Große Gruppen bringen in kleinen Bars selten guten Umsatz oder gute Atmosphäre.
Große Gruppe sind schlecht für kleine Bars. Der Gästemix

Gastronomie unterscheidet sich maßgeblich von sehr vielen Unternehmungen. Denn, zumindest im gehobenen Konzept, kommen die Kunden zu einem und der Sinn des Business ist, Zeit dort zu verbringen. Dabei teilt man sich den Raum mit anderen Kunden. Also wir nennen sie Gäste.

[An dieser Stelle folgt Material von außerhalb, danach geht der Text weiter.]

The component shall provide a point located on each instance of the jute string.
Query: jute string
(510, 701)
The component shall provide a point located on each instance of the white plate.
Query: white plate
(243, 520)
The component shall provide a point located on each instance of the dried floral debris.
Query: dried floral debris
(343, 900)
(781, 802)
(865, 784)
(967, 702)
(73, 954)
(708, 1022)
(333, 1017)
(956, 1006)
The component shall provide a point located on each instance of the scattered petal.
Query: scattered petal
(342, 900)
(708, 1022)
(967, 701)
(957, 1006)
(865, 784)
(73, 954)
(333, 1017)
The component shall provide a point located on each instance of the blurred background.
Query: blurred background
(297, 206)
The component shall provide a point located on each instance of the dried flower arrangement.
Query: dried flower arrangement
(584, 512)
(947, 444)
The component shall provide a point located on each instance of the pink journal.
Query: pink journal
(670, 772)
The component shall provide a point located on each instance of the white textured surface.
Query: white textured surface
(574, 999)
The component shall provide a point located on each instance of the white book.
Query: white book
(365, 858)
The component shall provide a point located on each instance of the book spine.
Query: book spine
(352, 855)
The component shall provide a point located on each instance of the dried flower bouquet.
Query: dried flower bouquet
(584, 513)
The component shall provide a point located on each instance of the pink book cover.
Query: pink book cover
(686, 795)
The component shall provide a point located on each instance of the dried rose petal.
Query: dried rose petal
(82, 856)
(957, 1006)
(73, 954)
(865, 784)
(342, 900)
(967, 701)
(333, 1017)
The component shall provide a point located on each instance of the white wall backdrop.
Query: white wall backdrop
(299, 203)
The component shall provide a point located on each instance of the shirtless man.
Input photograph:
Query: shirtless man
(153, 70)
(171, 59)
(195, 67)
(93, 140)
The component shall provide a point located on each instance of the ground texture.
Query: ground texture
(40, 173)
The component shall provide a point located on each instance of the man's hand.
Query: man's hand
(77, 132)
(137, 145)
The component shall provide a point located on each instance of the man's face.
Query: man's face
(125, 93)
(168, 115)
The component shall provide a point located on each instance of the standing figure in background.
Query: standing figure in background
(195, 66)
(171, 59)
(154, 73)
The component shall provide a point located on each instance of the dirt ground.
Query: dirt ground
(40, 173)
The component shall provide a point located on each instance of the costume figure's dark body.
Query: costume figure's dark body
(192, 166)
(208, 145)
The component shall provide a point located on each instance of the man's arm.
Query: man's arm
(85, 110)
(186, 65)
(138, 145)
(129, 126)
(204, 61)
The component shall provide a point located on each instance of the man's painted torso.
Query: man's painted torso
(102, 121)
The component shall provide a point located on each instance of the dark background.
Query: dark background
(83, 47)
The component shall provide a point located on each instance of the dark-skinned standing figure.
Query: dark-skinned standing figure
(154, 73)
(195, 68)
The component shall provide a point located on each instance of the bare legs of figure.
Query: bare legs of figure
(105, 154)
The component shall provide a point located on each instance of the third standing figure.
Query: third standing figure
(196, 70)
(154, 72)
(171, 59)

Im Einzelhandel shoppte man vereinfacht durch, zahlt und geht. Es kann voll sein. Nerven. Andere Kunden können auch hier Einfluss haben. Aber eher gering. 

Im Online Business sind die anderen Kunden nicht existent. Man hat als Kunde seine Ruhe. Klar, der Shop muss unerwarteten Andrang aushalten. Ist aber meist deutlich einfacher und skalierbarer als unerwarteter Andrang auf ein Geschäft. Oder eben Gastronomie.

Zum Erlebnis in der Gastronomie gehört die Zeit, die ich dort in den Räumen verbringe. Räume strahlen die Atmosphäre aus. Aber viele Menschen in Räumen verändern die Atmosphäre. Sie sind Teil der Atmosphäre. Der Nebentisch kann sehr deutlich über dein Erlebnis entscheiden. Ganz ohne Zutun der Gastronomie! Es gab bestes Essen, gute Drinks und freundlichen Service,  und der andere Gast am Nebentisch kann deinen Abend versauen.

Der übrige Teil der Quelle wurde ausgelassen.